Hacker knackt Passwörter mithilfe der Amazon-Cloud

Thomas Roth belegt die Anfälligkeit von SHA1 für Brute-Force-Angriffe. Um alle Hashes mit einer Schlüssellänge von eins bis sechs zu dechiffrieren, brauchte er 49 Minuten. Die GPU-Instanzen von EC2 kosten 2,10 Dollar pro Stunde.

Cloud-Computing

Der deutsche Hacker Thomas Roth hat nach eigenen Angaben einen Sicherheitsalgorithmus der amerikanischen National Security Agency (NSA) mithilfe von Cloud-Computing entschlüsselt. Er nutzte geclusterte GPU-Instanzen, also das jüngste Angebot von Amazons Elastic Compute Cloud, um mit SHA1 verschlüsselte Passwörter zu dechiffrieren.

„Ich denke, Cloud-Cracking wird in Zukunft sehr nützlich sein, da es massiv parallel operiert. Mit ein paar Klicks hat man ein Cluster mit hundert Knoten für eine solche Aufgabe gestartet“, sagte er gegenüber ZDNet. In seinem Blog schildert er, wie er alle mit SHA1 erzeugten Streuwerte für ein- bis sechsstellige Passwörter innerhalb von 49 Minuten knacken konnte – zum Preis von 2,10 Dollar pro Stunde für den Clouddienst.

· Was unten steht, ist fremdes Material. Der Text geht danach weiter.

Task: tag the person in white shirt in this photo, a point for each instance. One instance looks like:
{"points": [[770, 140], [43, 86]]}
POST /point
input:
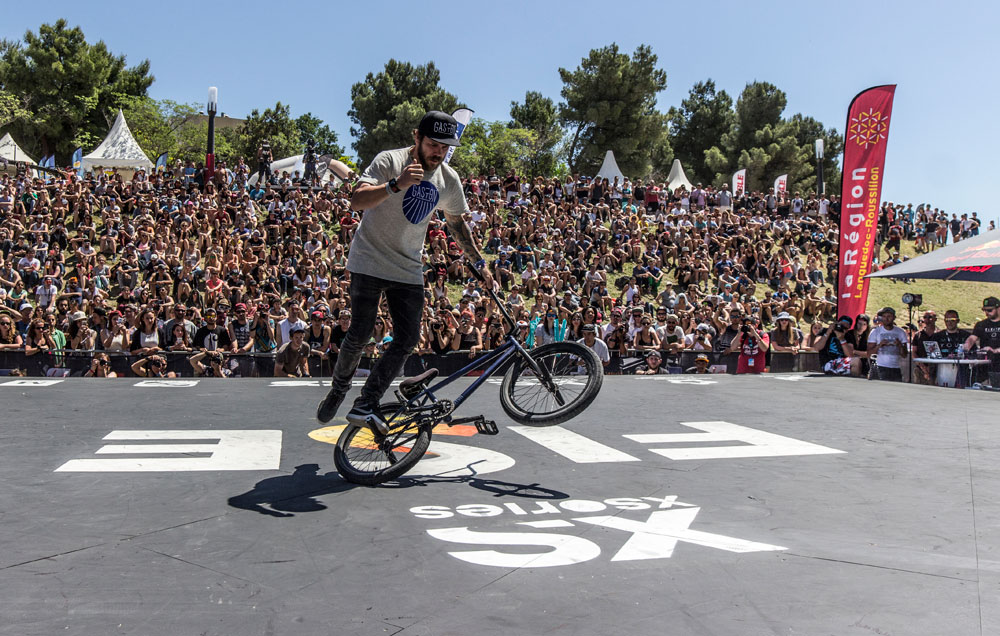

Der Verschlüsselungsalgorithmus SHA1 gilt als anfällig für solche „Brute Force“-Angriffe, die einfach alle möglichen Kombinationen durchprobieren. Roth zufolge zeigt sein Experiment einmal mehr, dass SHA1 ausgedient hat und seine Nutzung nicht zu empfehlen ist.

Amazons Grafik-Cluster-Instanzen enthalten zwei Fermi-GPUs vom Typ Tesla M2050 von Nvidia mit jeweils 448 Recheneinheiten, also 896 insgesamt. Roth hat CUDA genutzt, um auf die GPUs und ihren vom CPU-RAM getrennten Speicher zuzugreifen. Dazu sei es erforderlich, die Aufgabe in viele kleine Elemente aufzuteilen, die parallel laufen können, also nicht auf die Daten anderer Prozesse angewiesen seien.

Clouddienste kommen künftig für Kriminelle möglicherweise billiger als illegale Ressourcen. Im Mai hatte Verisign berichtet, dass die Miete für ein Botnetz bei 8,94 Dollar pro Stunde liege.